Perché si può parlare di museo in miniatura?
La definizione di “museo in miniatura” appartiene al mio caro amico Pierre Restany, grande critico d’arte ormai scomparso. Probabilmente chi colleziona – e ama mettere in mostra, anche sul proprio corpo – questo tipo di gioielli, colleziona anche quadri e sculture. Prima di Diane Venet – che dice sempre di non indossare gioielli ma solo arte – un’altra celebre collezionista ritratta con questo genere di gioielli fu Peggy Guggenheim: nel suo museo veneziano sono ancora visibili gli orecchini che Calder e Tanguy crearono per lei. Calder fu sicuramente l’artista più prolifico perché creò centinaia di gioielli.
Se si volesse scoprire – e acquistare - questo genere d’arte, dove bisognerebbe cercarla?
I musei che si stanno occupando di gioiello sono molti e - dal lontano 1998 - è in corso la mostra itinerante "Da Picasso a Jeff Koons", organizzata e curata da Diane Venet (moglie dello scultore Bernar Venet). Si tratta di un percorso attraverso la storia dell'arte dai primi del '900 ai giorni nostri, attraverso la creazione di gioielli da parte dei maggiori artisti internazionali: praticamente un "museo in miniatura" con un catalogo sempre molto prestigioso. A settembre 2018 a chiuso un’esposizione al Musèe d'Art Decoratif di Parigi e le prossime tappe saranno Museo d'Arte di Rio de Janeiro e San Paolo del Brasile, poi probabilmente Pechino.

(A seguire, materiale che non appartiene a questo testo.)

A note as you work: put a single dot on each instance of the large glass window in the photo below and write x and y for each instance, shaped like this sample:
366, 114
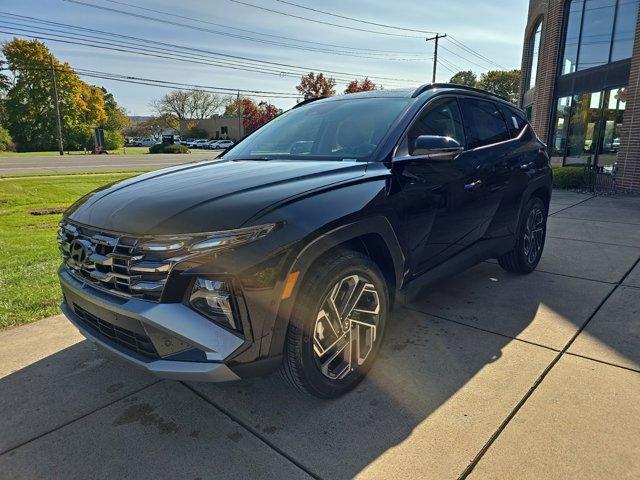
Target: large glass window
535, 52
583, 128
572, 39
598, 32
587, 129
625, 30
559, 144
614, 106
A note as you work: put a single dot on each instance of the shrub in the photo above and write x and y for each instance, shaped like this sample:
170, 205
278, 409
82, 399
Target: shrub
113, 140
6, 143
572, 177
168, 148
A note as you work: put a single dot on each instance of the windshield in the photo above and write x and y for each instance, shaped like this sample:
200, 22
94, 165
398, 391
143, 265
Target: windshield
336, 130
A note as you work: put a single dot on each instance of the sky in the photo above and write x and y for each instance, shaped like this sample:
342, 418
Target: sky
493, 29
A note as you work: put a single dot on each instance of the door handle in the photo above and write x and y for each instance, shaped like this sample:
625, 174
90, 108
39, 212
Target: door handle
527, 166
469, 187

Per investire in un pezzo invece, come ho detto, non in gioielleria: sarebbe come andare a comprare un paio di scarpe da un fruttivendolo. Si trovano soprattutto nelle gallerie e nelle fiere d’arte; quelle di fama internazionale possono essere il PAD a Londra e Parigi, Artefiera a Bologna, Flash Back a Torino, ArtParis e Art Elysée a Parigi, BRAFA a Bruxelles, TEFAF a Maastricht, Design Basel e Miami, Art Miami. Poi naturalmente ci sono alcuni concept store di altissimo livello che si occupano di design, come Corso Como 10 a Milano e – sempre a Milano - stanno aprendo un paio di gallerie specializzate, come quella di Martina Simeti, figlia del pittore Turi Simeti.